AWS EC2 Spot Instances are a neat way to optimize compute spend on AWS by up to 90 %. As always, there are numerous options available for using Spot Instances. Understanding the implications of using Spot Instances can help customers use them in more ways than is prevalent currently and greatly reduce costs without compromising on availability.
What are Spot Instances and Why are they discounted so much?
Spot Instances are spare compute capacity available at massively discounted prices as compared to OnDemand Instances. It is a way for AWS to monetize spare capacity.
In terms of capabilities, there are a few key differences that can be summarized as follows.
The following table lists the key differences between Spot Instances and On-Demand Instances.
|Spot Instances||On-Demand Instances|
|Available capacity||Spot Requests can continue to look for spot instances if the capacity is not available immediately until they are fulfilled.||if capacity is not available when you make a launch request, you get an insufficient capacity error (ICE).|
|Varies based on demand per Availability Zone||Constant per Region|
|Instance interruption||Start/Stop operations are only possible by EC2 Spot Service when capacity is not available/ price is more than maximum bid price/ demand for Spot Instances Increase with a 2- minute notice||User controlled or via CLI/SDK. AWS will not terminate instances irrespective of demand.|
|Launch Time||As of Nov 2017, these would launch immediately and are similar to OnDemand instances except as noted in this table||Launch Immediately|
So What does this mean?
- Spot Instances are a natural fit for compute pools that handle stateless workloads like Big Data / Distributed/HPC/Batch computing as the software framework is inherently fault tolerant.

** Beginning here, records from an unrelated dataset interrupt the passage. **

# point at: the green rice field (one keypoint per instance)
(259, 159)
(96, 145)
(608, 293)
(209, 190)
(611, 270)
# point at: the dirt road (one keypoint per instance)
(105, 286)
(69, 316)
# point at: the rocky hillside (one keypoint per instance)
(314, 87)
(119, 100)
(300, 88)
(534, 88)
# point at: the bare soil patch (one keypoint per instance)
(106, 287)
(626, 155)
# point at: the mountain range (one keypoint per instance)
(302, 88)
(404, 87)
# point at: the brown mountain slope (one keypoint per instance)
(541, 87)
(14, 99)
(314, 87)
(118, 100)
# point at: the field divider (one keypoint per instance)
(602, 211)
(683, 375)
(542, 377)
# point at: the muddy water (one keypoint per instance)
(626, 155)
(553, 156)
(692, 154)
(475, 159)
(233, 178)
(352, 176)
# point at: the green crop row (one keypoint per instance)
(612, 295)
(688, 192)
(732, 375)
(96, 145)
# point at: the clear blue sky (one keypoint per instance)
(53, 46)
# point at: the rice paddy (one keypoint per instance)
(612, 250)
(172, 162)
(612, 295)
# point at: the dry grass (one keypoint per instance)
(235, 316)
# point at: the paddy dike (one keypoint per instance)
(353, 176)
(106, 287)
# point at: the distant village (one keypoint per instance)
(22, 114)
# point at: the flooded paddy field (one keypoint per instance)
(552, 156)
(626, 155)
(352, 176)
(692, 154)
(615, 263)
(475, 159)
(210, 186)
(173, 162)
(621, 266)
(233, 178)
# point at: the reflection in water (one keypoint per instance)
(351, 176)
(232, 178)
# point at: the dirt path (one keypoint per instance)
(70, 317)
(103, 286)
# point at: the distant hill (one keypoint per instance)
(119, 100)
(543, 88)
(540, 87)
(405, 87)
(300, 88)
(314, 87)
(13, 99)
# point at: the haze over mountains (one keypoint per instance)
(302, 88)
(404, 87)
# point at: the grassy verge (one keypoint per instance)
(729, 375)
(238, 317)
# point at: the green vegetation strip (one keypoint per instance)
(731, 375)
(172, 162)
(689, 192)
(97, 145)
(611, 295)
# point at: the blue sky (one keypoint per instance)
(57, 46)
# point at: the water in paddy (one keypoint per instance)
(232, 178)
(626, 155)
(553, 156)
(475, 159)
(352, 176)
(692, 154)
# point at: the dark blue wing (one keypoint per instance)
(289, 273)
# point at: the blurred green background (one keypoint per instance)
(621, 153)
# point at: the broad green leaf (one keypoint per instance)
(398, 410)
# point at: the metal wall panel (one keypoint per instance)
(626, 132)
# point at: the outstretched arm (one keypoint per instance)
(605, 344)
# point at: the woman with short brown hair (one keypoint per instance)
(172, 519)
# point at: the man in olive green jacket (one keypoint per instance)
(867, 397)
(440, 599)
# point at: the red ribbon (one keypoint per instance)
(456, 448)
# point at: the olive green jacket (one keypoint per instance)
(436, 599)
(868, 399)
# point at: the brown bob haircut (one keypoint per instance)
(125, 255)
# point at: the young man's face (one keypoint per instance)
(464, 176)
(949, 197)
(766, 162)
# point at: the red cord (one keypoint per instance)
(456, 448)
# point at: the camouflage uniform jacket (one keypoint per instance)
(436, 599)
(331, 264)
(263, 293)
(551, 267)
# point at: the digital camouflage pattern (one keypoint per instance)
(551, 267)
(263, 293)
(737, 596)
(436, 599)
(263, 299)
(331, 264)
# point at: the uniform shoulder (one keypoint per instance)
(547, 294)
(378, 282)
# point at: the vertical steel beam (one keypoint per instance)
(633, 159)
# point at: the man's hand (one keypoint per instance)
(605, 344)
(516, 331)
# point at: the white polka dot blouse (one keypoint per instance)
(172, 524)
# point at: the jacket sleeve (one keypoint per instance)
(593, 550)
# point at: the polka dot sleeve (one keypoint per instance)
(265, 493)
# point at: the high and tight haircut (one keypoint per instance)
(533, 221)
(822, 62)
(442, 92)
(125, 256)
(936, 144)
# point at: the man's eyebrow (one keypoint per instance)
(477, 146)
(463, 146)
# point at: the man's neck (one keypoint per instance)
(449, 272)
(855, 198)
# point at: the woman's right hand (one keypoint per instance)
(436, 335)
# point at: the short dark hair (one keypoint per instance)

- Spot Instances have exactly the same performance characteristics as OnDemand workloads – Which means…
- Spot Instances can be a great fit for many types of applications if they handle the spot instance interruption characteristics effectively. This puts Dev / Test instances / Production workloads that do not have any state information residing on an instance memory or cache in the domain of Spot Instances.
- Since the price is varying independently per Availability zone and instance type, it is very helpful to build some automation to analyze and provision the best price/performance spot instance that may be available across multiple availability zones. In the below example, 5 different prices exist for the same instance type based on time.
5. Spot Instance termination notices are available as Cloud watch events, instance metadata that can be queried and suitable actions configured. Typically these include, removing spot instances from the instance pool and draining the connections, taking snapshots of the instance volumes, preserving the private IP, cloning a new machine, restoring the snapshots and private IP and adding it back to the instance pool.
Best Practices using Spot Instances
It is essential to the address the issue of termination of instances and improve fault tolerance of the infrastructure by following these best practices
- Go Multi-AZ: Provision instances in multiple availability zones. This helps in reducing the risk of losing multiple instances because of sudden demand spikes
- Use multiple instance types in each availability zone – This further reduces the risk of losing compute capacity due to sudden demand spikes for a particular instance type in one availability zone.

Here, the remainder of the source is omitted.